« Qu’il y a-t-il de commun entre l’escalier, l’ascenseur, le tuyau et le rideau ? S'ils ne sont pas toujours pris pour des éléments essentiels de l’architecture et sont souvent assimilés à de simples équipements fonctionnels, ce sont pourtant des tuteurs, des prothèses qui facilitent et qui cadrent nos relations avec le monde extérieur. Les escaliers ne desservent pas seulement les étages, ils nous permettent de nous élever afin de voir les choses avec un certain recul, une certaine distance ; les ascenseurs ne nous évitent pas seulement la fatigue, ils nous libèrent pour un temps de la pesanteur. Les tuyaux, dont il ne faut pas sous-estimer la symbolique ombilicale, alimentent en fluides nos intérieurs afin qu’ils se définissent comme les milieux les plus favorables à notre développement. Quant aux rideaux, ne croyez surtout pas que l’on puisse les assimiler à des éléments de décoration ! Ils font partie intégrante de l’architecture et nous permettent de vivre à notre propre rythme, en mettant entre parenthèse la tyrannie des jours et des saisons. C’est ce que nous verrons cette année en recherchant dans l’histoire et dans la production récente des exemples d’édifices où ces éléments sont mis au premier plan pour nous accompagner vers notre accomplissement, tout en annonçant les prémisses d’un monde à venir... » - Richard Scoffier
COURS #2 : L'ASCENSEUR
Faisons la généalogie de l’ascenseur. Il trouve son origine dans les mines du XIXe siècle, puis il se développe sous différentes formes dans les attractions foraines. Un enfant de la balle adopté par les architectes et les promoteurs américains pour construire des immeubles de grande hauteur. Ces impresarios sans scrupule n’hésiteront pas à l’exploiter et à le brimer en l’emprisonnant dans les noyaux servants de leurs gratte-ciels et en l’empêchant d’avoir des accélérations brutales ou des sautes d’humeur.
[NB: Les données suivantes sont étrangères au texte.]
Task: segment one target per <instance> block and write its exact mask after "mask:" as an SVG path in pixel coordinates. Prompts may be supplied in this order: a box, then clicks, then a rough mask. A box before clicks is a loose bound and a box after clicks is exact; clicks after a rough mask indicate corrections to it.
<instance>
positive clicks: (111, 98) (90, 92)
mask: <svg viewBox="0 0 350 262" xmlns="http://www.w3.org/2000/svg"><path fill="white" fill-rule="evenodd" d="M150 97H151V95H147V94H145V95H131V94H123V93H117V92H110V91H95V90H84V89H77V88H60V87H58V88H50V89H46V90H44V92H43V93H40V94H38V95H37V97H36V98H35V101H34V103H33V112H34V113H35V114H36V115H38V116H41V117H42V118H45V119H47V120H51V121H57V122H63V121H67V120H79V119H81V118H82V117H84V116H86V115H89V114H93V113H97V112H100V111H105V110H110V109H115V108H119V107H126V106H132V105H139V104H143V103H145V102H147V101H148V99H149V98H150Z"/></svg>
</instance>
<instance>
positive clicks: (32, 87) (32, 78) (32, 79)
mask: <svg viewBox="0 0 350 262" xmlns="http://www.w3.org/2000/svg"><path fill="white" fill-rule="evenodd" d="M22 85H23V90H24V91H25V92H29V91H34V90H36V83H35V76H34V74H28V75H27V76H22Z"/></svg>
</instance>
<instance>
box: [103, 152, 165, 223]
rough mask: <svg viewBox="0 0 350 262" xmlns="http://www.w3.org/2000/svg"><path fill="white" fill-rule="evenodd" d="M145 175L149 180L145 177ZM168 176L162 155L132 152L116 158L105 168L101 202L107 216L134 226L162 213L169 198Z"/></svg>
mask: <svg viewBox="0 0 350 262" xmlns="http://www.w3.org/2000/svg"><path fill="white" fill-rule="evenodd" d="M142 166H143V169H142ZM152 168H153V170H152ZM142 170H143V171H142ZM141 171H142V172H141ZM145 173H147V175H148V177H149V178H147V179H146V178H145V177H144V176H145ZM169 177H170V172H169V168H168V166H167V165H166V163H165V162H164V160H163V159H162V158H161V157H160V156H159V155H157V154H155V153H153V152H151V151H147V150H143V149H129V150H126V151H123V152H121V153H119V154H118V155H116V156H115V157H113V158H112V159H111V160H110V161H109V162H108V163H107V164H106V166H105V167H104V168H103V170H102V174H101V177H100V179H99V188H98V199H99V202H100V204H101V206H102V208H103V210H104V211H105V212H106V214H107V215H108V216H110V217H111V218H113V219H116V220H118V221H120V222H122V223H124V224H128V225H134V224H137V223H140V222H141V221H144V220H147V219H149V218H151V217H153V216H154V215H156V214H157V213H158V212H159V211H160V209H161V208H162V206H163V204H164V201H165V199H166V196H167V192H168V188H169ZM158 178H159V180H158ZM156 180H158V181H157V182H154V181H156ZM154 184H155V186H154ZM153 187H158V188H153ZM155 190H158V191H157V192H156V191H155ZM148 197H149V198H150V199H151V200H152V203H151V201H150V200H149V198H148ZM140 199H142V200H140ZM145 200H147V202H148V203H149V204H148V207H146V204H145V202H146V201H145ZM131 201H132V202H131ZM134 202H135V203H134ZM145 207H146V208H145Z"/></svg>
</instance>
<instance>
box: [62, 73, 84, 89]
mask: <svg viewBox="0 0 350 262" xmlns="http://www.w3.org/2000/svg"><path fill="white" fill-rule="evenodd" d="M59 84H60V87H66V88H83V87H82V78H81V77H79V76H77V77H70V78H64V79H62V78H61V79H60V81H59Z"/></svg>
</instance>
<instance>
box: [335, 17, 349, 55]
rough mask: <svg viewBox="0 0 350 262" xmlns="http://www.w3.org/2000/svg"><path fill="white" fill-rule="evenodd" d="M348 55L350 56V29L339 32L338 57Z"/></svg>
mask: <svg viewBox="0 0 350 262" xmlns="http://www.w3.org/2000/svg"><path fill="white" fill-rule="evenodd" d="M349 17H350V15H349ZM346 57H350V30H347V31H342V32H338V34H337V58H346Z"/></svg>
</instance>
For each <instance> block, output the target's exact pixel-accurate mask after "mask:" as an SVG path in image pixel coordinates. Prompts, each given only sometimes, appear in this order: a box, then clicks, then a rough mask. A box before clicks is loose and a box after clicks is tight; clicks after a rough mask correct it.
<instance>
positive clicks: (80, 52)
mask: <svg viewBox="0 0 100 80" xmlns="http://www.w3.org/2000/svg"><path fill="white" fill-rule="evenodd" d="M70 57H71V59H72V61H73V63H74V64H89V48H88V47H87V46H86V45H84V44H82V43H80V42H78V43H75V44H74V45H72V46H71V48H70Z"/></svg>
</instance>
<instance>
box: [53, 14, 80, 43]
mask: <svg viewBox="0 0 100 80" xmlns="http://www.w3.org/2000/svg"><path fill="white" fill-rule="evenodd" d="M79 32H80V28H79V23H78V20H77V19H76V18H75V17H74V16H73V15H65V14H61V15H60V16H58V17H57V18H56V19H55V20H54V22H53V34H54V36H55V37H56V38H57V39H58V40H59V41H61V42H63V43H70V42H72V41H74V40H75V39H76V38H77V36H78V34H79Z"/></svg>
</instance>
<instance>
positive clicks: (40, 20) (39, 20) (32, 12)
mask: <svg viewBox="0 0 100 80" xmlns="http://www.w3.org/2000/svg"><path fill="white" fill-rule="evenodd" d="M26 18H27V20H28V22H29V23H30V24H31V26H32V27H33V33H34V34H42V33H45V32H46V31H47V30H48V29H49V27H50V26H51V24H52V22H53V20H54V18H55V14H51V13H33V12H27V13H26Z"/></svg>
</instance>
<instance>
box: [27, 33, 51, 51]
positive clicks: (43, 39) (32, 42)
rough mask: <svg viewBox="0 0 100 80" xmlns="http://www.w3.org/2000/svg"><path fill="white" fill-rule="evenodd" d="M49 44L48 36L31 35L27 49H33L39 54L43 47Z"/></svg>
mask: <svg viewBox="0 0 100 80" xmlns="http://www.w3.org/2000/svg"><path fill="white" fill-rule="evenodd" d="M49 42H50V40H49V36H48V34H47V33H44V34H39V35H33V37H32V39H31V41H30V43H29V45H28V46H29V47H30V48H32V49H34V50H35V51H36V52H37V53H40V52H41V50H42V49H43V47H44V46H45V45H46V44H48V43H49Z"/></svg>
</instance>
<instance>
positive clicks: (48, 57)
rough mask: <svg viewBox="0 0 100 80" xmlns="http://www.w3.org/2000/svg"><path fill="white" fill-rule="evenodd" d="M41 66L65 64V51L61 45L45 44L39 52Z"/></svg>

Autre son de cloche, chez les constructivistes russes qui le comprendront d’emblée comme un rouage essentiel de leurs projets d’immeubles machines et de leurs scénographies.
Amusons-nous à parcourir les œuvres des architectes qui connaissent son ADN festif et révolutionnaire et savent le mettre en évidence : les capsules de verre lancées comme des fusées dans les atriums piranésiens de John Portman aux États-Unis ou sous l’Arche de la Défense d’Otto von Spreckelsen, les show-rooms montés sur vérins de l’Hayek Center de Shigheru Ban à Tokyo, le lourd et lent monte-charge placé au-dessus de l’entrée de la Sperone Westwater Gallery réalisée par Foster à New-York ou encore les élévateurs conçus par Rem Koolhaas - à la Maison Lemoine à Bordeaux ainsi qu’au Lafayette Anticipations à Paris - qui renverse leur sujétion aux étages dont ils étaient les esclaves.